Schema Registry User Guide
Also available as:
PDF

Chapter 1. Integrating Schema Registry

Integrating with NiFi

Understanding NiFi Record Based Processing

The RecordReader and RecordWriter Controller Services and Processors that allow you convert events from one type (json, xml, csv, Avro) to another (json, xml, csv, Avro). These controller services use the Schema Registry to fetch the schema for the event to do this conversion.

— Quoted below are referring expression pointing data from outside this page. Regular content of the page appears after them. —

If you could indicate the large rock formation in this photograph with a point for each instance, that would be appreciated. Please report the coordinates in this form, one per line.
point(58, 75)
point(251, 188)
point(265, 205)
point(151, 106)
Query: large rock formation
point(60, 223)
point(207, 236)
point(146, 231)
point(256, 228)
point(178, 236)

NiFi includes the following RecordReader and RecordWriter processors:

  • ConsumeKafkaRecord_0_10 1.2.0

  • ConvertRecord

  • PublishKafkaRecord_0_10

  • PutDatabaseRecord

  • QueryRecord

  • SplitRecord

NiFi also includes the following Record based Controller Services:

  • HortonworksSchemaRegistry

  • AvroRecordSetWriter

  • CSVRecordSetWriter

  • FreeFormTextRecordSetWriter

  • JsonRecordSetWriter

  • ScriptedRecordSetWriter

More Information

HCC Article on Apache NiFi record based processing

Setting up the HortonworksSchemaRegistry Controller Service

About This Task

To configure Schema Registry to communicate with NiFi dataflows, the first thing you must do is tell NiFi about the Schema Registry instance with which you want to communicate. You do this from the NiFi UI, using the HortonworksSchemaRegistry Controller Service.

Prerequisites

You have already installed Schema Registry.

Steps

  1. From the Global Menu, click Controller Settings and select Controller Services tab.

  2. Click the + icon to display the Add Controller Service dialog.

  3. Use the Filter box to search for HortonworksSchemaRegistry and click Add.

  4. Click the Edit icon to display the Configure Controller Service dialog.

  5. Provide the Schema Registry URL with which you want NiFi to communicate and click Apply.

    [Tip]Tip

    If you are running an Ambari-managed cluster, you can find this value in the Streaming Analytics Manager Service in Ambari for the configuration property called registry.url. The URL looks similar to http://$REGISTRY_SERVER:7788/api/v1.

  6. Enable this HortonworksSchemaRegistry by clicking the Enable icon, selecting the Scope, and clicking Enable.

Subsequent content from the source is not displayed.